I am encountering a problem with pmm, every second the message below fill “pmm-linux-metrics-42000.log” on client server.

time=“2020-02-18T11:12:16+01:00” level=error msg=“error gathering metrics: 4 error(s) occurred:\n*
[from Gatherer #1] collected metric node_textfile_mtime label:<name:“file” value:“example.prom” > gauge:<value:1.579095553e+09 > was collected before with the same name and label values\n*[from Gatherer #1] collected metric node_textfile_scrape_error gauge:<value:0 > was collected before with the same name and label values\n* collected metric node_textfile_mtime label:<name:“file” value:“example.prom” > gauge:<value:1.579095553e+09 > was collected before with the same name and label values\n* collected metric node_textfile_scrape_error gauge:<value:0 > was collected before with the same name and label values\n” source=“log.go:172”

What’s recomandations have you to fix it ?

Thank you in advance :slight_smile:

what version of pmm are you using?

Hello Stateros,

My pmm version server is 1.17.1 and 1.17.3 for client side.

Try to use the same version of client and server. Will be more predictable.
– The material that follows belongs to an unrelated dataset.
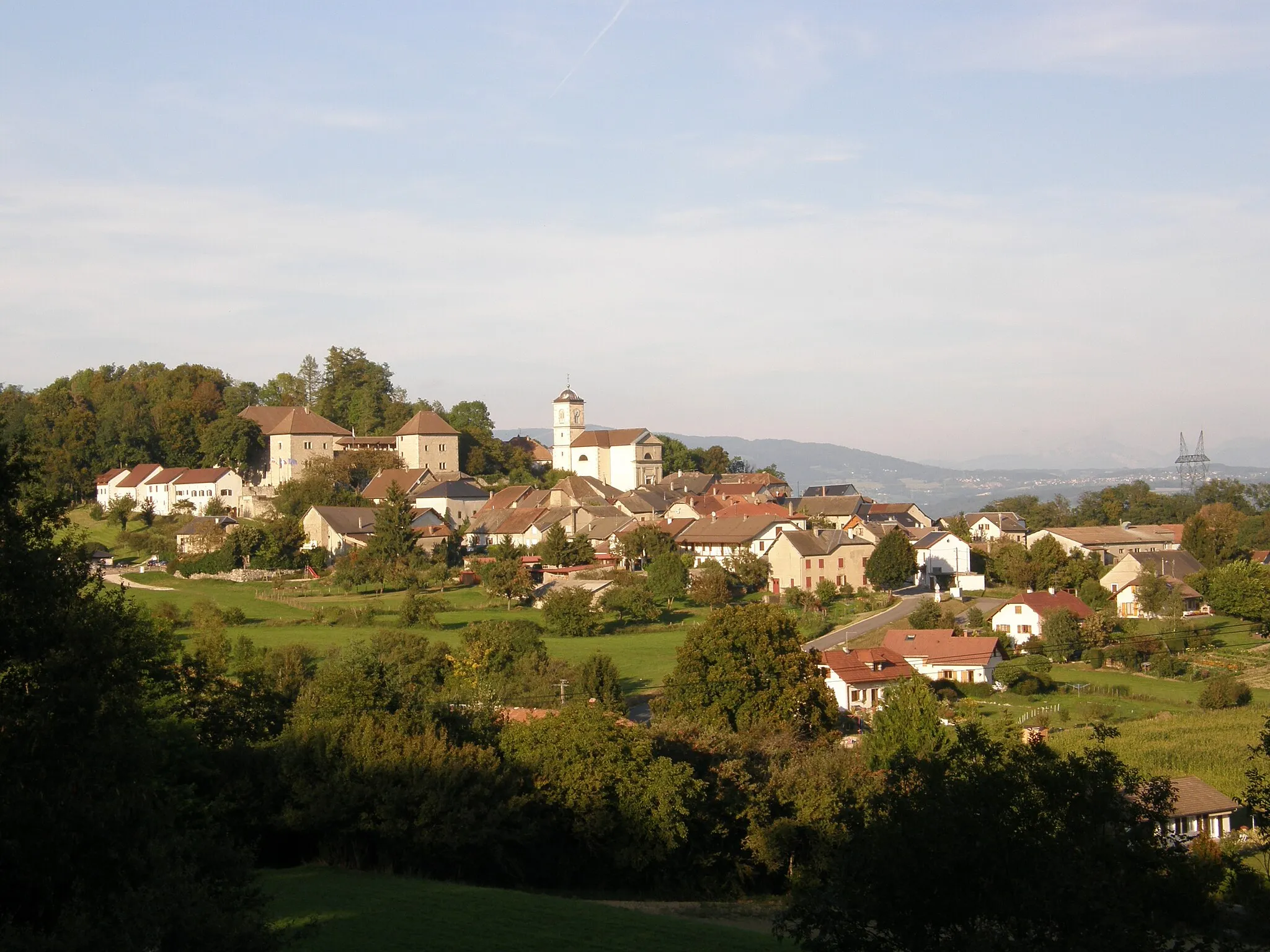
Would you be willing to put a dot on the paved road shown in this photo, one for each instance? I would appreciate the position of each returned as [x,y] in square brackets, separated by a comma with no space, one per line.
[840,637]
[116,579]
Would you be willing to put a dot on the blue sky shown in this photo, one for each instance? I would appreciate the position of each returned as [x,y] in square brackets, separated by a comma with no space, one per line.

I am having this exact same problem, and I don’t have a discrepancy between versions - 1.17.3 on both the server side and on the client side. Is there a cure? The log size gets unnecessarily big eventually and there is no log rotation by default that ships with the package.

Hi, I think “example.prom” is the sample file for the textfile collector. Are you actually using that sample file to collect data?
If not, have you checked if moving the file out of the textfile collector directory makes the error go away?If you are actually using it, is it possible that your textfile collector is trying to evaluate the file more than once, like maybe via different links to the same file?

@steffen
I removed example.prom file and that turns the message into this:

time="2020-06-17T16:18:08Z" level=error msg="error gathering metrics: collected metric node_textfile_scrape_error gauge:&lt;value:0 &gt;&nbsp; was collected before with the same name and label values\n" source="log.go:172"
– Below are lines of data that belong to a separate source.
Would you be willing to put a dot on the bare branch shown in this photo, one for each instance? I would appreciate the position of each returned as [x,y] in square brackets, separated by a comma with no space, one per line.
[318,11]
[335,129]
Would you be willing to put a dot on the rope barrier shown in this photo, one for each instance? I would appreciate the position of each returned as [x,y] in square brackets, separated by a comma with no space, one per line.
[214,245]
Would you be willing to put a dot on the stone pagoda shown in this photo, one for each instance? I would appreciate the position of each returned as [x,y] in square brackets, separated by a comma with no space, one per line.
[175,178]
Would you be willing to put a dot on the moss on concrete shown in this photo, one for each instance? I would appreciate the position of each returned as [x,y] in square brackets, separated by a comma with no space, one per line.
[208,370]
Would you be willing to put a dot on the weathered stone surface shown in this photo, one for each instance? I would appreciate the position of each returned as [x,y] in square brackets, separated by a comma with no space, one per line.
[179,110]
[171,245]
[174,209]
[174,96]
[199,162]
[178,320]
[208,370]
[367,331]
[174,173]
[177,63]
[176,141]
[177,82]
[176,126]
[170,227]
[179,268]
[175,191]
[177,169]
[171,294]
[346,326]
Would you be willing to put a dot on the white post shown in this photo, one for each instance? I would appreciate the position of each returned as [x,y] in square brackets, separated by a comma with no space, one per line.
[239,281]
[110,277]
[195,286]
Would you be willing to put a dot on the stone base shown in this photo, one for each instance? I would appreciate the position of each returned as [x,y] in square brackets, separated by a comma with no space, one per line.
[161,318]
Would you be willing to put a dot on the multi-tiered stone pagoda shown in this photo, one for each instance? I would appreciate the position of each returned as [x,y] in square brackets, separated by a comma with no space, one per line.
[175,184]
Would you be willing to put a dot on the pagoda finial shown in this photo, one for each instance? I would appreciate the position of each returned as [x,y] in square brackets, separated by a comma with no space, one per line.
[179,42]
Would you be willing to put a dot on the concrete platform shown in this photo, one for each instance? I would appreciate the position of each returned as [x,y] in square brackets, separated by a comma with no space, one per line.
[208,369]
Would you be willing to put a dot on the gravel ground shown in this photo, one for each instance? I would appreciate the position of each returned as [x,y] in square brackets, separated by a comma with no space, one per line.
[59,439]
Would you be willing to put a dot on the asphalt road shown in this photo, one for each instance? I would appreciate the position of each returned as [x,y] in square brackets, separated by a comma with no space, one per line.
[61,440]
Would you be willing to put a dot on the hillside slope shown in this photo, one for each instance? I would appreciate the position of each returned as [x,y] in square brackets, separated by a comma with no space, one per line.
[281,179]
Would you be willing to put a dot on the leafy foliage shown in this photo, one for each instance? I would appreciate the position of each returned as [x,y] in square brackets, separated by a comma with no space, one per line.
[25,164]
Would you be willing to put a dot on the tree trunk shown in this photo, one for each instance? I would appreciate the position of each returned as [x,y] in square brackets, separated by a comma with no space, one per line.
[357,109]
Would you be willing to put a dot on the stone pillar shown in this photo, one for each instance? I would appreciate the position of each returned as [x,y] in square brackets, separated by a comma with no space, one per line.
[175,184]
This is a 100% vanilla setup, nothing was added or altered away from defaults. It is how pmm-admin created any and all configs.

@gordan
Yes, that’s really not a very helpful message. I’m out of ideas here, since I switched everything to PMM2 already.
Did you try restarting the pmm agent?
From what I see, “node_textfile_scrape_error” indicates whether or not reading a textfile was successful (0) or not (1).
Unfortunately that metric doesn’t name the file(s) the collector has read or tried to read.
The agent process is not by any chance running twice or something like this?

@steffen
Yes, restarting it makes no difference after removing the file.
There is only one instance of node_exporter logging to /var/log/pmm-linux-metrics-42000.log

I also have this problem with 1.17.3. I found that the systemd unit file for pmm-linux-metrics-42000 had textfile listed twice as a collectors.enabled. When i removed that, did a systemctl daemon-reload followed by a restart of pmm-linux-metrics-24000, the problem went away. So does “pmm-admin config” generate a broken unit file for linux?